The searches for “meaning” and “happiness” aren’t inherently contradictory, but it’s almost impossible to get to the latter without first jumping through the hurdle of the former. And simply achieving a moment of clarity doesn’t guarantee happiness: As stated above, we’re not seeing the end of Pete’s journey when he runs into the ocean. We’re seeing him successfully overcome an obstacle at this point in his life. That probably makes him more likely to overcome the next one, but he also might fail. If he fails, however, we know that Derrick, Randy, and others will be there to pick him up. And even if we never meet the soldiers that might have appeared in subsequent seasons, there’s a good chance they would be on the beach should the need arise on Pete’s Alive Day in 2017. That’s what Cody instilled, what Pete and Jill pass on, and what the other soldiers in Fort McGee absorb. Brothers might come and go, but brotherhood remains.
This is all a horrifically pretentious way to analyze a show that once featured a poo gun as a primary plot-driving mechanism. But it’s important to understand why certain shows stick to the ribs in ways others don’t. So while it’s probably more fun to talk about all the “Officer And A Gentleman” references, the Lori Loughlin cameo, the Jamort/Tanisha make-out session, and Derrick’s Mr. T impression, those aren’t the reasons those that connect with this show will miss this show. If anything, the humor is an added bonus, something atop what really makes this show special. The show understood that life can be hard, and embracing its difficult aspects rather than pushing them away is the only path towards any type of happiness whatsoever.
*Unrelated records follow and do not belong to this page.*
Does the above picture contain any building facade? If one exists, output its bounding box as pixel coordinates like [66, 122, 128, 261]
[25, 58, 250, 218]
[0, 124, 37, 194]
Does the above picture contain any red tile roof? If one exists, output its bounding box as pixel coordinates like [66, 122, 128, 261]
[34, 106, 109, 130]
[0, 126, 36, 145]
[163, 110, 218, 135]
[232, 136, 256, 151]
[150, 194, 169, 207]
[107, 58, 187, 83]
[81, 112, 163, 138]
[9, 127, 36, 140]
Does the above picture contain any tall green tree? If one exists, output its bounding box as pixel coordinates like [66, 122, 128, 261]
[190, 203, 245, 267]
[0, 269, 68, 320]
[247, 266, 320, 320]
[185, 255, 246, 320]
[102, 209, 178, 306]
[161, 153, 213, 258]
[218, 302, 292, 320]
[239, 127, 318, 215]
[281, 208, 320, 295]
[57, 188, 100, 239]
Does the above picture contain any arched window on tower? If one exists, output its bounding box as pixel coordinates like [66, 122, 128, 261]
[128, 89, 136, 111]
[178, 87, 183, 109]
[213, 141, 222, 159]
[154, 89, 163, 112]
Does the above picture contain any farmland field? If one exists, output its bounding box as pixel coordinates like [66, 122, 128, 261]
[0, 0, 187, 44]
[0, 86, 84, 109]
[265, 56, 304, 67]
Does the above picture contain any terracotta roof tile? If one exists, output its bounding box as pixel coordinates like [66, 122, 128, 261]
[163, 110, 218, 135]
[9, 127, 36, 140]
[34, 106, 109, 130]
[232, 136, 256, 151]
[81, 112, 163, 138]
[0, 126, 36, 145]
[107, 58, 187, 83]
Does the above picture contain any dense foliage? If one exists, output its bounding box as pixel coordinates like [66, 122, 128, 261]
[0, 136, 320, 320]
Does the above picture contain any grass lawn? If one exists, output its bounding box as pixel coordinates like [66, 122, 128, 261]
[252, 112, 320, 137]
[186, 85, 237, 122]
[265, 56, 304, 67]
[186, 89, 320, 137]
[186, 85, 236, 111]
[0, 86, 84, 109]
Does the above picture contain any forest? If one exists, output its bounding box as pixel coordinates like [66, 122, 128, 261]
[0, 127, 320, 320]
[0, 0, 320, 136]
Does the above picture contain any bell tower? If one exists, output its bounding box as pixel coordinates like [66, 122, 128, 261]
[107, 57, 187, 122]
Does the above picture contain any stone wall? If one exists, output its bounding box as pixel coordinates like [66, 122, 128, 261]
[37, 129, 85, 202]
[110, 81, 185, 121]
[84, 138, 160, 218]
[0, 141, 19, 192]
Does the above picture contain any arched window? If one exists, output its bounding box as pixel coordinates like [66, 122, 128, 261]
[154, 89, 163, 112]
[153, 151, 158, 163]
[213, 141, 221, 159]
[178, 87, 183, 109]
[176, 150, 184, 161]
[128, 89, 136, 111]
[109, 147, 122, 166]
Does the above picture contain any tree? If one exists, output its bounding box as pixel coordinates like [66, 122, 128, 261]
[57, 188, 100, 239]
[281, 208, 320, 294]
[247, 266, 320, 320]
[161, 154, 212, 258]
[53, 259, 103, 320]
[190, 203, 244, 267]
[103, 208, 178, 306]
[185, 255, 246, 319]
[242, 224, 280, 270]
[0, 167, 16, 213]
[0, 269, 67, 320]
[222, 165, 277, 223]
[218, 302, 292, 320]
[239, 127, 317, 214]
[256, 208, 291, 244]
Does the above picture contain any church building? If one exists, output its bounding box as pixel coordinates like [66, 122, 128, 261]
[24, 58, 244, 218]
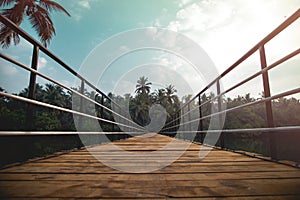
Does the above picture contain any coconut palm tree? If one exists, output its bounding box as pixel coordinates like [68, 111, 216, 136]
[165, 85, 178, 104]
[135, 76, 152, 94]
[0, 0, 70, 48]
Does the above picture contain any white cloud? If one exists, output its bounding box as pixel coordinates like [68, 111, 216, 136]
[168, 0, 300, 97]
[78, 0, 91, 9]
[38, 57, 48, 69]
[0, 61, 18, 76]
[168, 0, 300, 71]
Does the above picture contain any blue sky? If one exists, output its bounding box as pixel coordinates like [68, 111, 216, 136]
[0, 0, 300, 99]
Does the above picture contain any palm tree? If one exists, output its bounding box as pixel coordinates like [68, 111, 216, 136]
[154, 89, 166, 104]
[0, 0, 70, 48]
[135, 76, 152, 94]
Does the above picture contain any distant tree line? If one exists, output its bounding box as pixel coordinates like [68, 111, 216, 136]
[0, 76, 300, 131]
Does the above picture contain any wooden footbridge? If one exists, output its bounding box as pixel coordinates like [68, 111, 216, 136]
[0, 134, 300, 199]
[0, 10, 300, 199]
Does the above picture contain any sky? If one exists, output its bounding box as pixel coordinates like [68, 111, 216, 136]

It’s telling that Derrick, a man who once systematically crushed the dreams of everyone in Read D for the sport of it, gets the big romantic moment of the finale. He embraces Erin, who shows up at the ball after he makes a silly Internet video for her, all while knowing it will cause him that much more pain later on. The Derrick that existed before Peter returned from war would have continued to listen to “Angela’s Ashes.” Hell, the Derrick that existed then might not have even called Erin after she gave him her number at the AFO show. Everyone gets a small win in the finale, even if they aren’t as obvious as Pete’s victory. That butterfly effect is passed on from head to hand, throughout the circle, until that energy is ultimately amplified and distributed outward. It’s not about paying it forward, but simply one person paying respect to another. The energy that exchange creates doesn’t solve everything, but it makes the lives of those it touches inherently better.
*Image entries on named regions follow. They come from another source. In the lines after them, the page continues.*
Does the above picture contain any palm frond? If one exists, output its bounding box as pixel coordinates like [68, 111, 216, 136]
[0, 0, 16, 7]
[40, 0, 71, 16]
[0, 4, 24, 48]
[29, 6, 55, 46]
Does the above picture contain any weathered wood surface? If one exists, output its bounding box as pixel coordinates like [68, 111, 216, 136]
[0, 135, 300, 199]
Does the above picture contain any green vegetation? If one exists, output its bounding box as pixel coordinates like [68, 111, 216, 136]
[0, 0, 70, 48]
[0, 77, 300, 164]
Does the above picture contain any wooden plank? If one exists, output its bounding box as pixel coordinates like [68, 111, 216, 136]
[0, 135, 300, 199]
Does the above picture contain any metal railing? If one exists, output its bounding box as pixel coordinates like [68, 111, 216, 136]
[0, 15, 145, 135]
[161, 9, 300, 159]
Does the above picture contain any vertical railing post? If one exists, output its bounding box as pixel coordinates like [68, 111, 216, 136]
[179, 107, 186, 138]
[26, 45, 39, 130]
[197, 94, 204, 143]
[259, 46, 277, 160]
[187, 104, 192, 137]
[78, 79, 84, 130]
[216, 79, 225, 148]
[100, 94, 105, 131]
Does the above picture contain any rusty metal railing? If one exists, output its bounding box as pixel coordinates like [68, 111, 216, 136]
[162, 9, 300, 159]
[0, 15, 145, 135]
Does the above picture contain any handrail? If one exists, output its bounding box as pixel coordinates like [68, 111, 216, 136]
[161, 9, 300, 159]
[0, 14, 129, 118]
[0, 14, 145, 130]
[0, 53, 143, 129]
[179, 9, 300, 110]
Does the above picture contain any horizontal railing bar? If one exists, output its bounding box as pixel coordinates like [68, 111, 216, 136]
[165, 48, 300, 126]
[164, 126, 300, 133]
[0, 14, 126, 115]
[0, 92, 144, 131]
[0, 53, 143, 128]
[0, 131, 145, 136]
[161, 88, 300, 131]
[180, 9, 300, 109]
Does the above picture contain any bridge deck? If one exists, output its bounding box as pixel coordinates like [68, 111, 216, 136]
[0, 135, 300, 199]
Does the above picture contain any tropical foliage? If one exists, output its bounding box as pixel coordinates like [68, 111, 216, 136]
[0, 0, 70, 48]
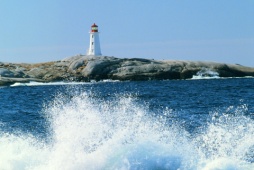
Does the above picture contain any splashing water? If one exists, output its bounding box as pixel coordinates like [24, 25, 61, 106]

And with that, I’ll stop talking about “Enlisted” for now. If this was indeed the last episode, those involved left everything out on the table. If “Alive Day” taught us anything, it’s that setbacks are inevitable. This show only getting a single, truncated season might be one of those setbacks. But rather than curl up Derrick-style and wish I’d never watched the show in the first place, I’m glad I let this show in. It changed me, and changed me for the better. And that’s all I can ever ask a television show to do.